845838 – ovirt-engine-backend: two reconstruct master actions sent to vdsm leaving two master domains while backend rolls back

Bug 845838 - ovirt-engine-backend: two reconstruct master actions sent to vdsm leaving two master domains while backend rolls back

Summary: ovirt-engine-backend: two reconstruct master actions sent to vdsm leaving two...

Keywords:
Status:	CLOSED CURRENTRELEASE
Alias:	None
Product:	Red Hat Enterprise Virtualization Manager
Classification:	Red Hat
Component:	ovirt-engine
Sub Component:
Version:	3.1.0
Hardware:	x86_64
OS:	Linux
Priority:	low
Severity:	medium
Target Milestone:	---
Target Release:	3.1.0
Assignee:	Liron Aravot
QA Contact:	Dafna Ron
Docs Contact:
URL:
Whiteboard:	storage
Depends On:
Blocks:	769838
TreeView+	depends on / blocked

Reported:	2012-08-05 14:50 UTC by Dafna Ron
Modified:	2016-02-10 16:42 UTC (History)
CC List:	11 users (show)
Fixed In Version:	SI23
Doc Type:	Bug Fix
Doc Text:
Clone Of:
Environment:
Last Closed:
oVirt Team:	Storage
Target Upstream Version:
Embargoed:

Attachments	(Terms of Use)
logs (1.11 MB, application/x-gzip) 2012-08-05 14:50 UTC, Dafna Ron	no flags	Details
View All

Description Dafna Ron 2012-08-05 14:50:01 UTC

Created attachment 602365 [details]
logs

Description of problem:

after storage failure, the system sends reconstruct master and I send reinitialize to a second domain (reconstruct)

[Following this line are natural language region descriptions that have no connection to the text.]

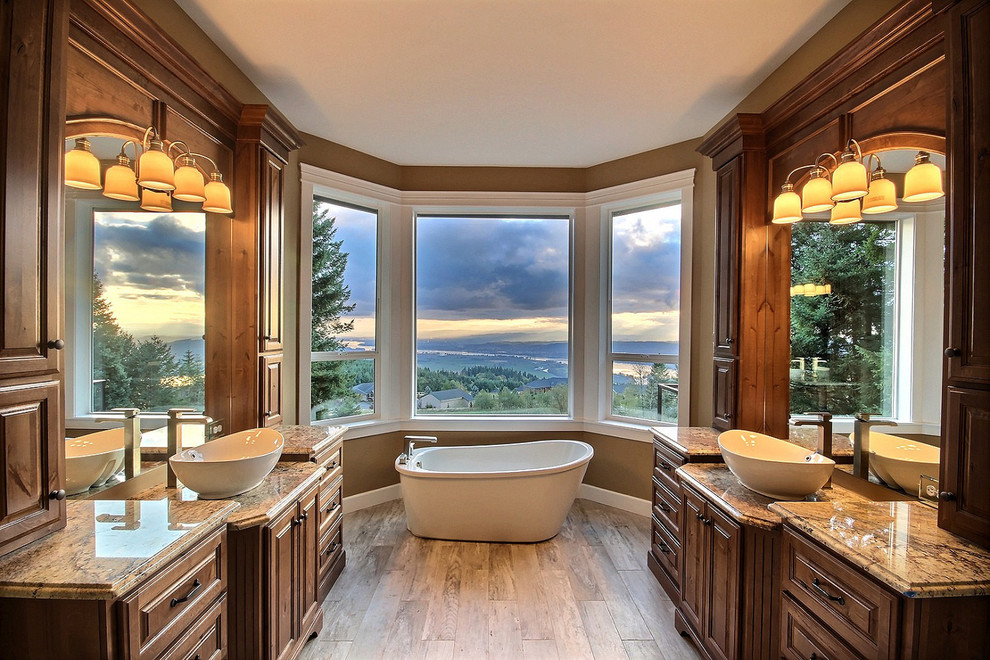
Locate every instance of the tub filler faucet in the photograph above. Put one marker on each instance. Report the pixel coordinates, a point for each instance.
(823, 420)
(406, 456)
(177, 417)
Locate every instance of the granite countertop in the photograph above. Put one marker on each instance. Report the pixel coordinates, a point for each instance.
(108, 547)
(304, 443)
(718, 484)
(899, 543)
(259, 505)
(702, 441)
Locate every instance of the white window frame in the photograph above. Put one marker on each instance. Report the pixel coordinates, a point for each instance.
(343, 194)
(610, 211)
(396, 342)
(535, 212)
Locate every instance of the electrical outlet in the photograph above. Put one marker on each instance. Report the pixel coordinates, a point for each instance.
(928, 491)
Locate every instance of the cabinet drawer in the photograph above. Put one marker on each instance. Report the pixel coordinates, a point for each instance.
(167, 604)
(665, 461)
(330, 505)
(854, 607)
(667, 551)
(802, 636)
(207, 639)
(331, 546)
(666, 507)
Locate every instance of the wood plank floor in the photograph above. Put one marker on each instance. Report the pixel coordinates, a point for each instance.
(586, 593)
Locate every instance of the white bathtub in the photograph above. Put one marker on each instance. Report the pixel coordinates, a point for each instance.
(514, 493)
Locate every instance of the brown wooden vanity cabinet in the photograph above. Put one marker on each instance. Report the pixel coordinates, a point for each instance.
(710, 575)
(32, 66)
(179, 611)
(832, 609)
(965, 505)
(292, 578)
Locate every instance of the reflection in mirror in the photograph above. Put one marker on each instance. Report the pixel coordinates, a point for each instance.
(866, 311)
(135, 285)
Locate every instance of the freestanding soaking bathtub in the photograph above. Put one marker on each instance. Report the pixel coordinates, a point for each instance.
(513, 493)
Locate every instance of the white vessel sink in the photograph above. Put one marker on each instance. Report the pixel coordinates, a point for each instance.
(230, 465)
(90, 460)
(776, 468)
(901, 462)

as a result, the reinitialize failed in backend and all action rolled back removing the second domain I added (with reinitialize) from the pool. 

the vdsm however, has two master domains under the same pool. 

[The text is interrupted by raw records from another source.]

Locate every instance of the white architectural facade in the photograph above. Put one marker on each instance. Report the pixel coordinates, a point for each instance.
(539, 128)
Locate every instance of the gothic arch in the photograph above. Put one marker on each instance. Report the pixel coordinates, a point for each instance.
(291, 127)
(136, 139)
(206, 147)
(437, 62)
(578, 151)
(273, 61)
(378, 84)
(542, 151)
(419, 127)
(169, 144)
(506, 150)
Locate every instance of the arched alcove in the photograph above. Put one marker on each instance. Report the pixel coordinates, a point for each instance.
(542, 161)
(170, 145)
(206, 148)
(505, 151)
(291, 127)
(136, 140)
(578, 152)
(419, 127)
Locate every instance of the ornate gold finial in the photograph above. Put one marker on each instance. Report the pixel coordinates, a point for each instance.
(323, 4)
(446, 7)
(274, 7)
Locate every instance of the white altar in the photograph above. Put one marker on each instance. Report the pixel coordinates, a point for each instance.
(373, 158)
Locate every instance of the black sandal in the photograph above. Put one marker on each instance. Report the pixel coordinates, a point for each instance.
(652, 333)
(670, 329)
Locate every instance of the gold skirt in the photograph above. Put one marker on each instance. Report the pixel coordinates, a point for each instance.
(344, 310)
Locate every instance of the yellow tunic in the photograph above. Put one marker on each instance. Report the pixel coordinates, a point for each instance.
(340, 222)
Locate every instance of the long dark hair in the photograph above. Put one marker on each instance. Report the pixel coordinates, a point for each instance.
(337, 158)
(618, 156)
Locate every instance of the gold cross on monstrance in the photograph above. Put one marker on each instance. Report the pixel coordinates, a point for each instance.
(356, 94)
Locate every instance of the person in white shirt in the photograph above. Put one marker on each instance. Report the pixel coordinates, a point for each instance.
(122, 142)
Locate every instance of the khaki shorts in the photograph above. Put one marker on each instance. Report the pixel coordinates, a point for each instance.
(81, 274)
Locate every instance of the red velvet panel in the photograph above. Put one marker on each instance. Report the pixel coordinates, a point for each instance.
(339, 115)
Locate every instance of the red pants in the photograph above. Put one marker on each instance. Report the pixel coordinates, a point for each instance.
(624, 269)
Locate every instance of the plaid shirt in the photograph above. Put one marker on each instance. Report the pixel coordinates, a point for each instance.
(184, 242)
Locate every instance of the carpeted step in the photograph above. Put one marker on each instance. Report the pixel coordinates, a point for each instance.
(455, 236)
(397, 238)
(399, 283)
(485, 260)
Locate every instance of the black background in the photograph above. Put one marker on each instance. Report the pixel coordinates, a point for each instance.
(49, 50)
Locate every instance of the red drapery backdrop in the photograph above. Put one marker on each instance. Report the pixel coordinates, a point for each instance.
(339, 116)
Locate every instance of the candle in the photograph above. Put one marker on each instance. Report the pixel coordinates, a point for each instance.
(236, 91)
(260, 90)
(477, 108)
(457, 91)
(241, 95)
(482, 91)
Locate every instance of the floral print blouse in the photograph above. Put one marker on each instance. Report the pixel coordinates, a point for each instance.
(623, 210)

we are unable to recover from this action since we are getting wrong master domain in backend and vdsm has a sanlock error: 
AcquireLockFailure: Cannot obtain lock

Version-Release number of selected component (if applicable):

si13

How reproducible:

100%

Steps to Reproduce:
1. 1 domain and 1 host, iscsi. block connectivity to domain from the vds
2. once we get can't find master domain remove the iptables block from vds
3. reinitialize storage
  
Actual results:

backend gets exception on MarkPoolInReconstructModeVDSCommand and 
rollback on reinitialize (in backend only leaving only the original domain in the pool in db). 
we continue on both actions in vdsm which creates two master domains in vds and a domain which is not connected to pool in backend db but is connected to pool in vds. 
we cannot recover with sanlock error: 
AcquireLockFailure: Cannot obtain lock


Expected results:

we should block one of the actions (which one that started fist)

Additional info: both vdsm and backend logs are attached. 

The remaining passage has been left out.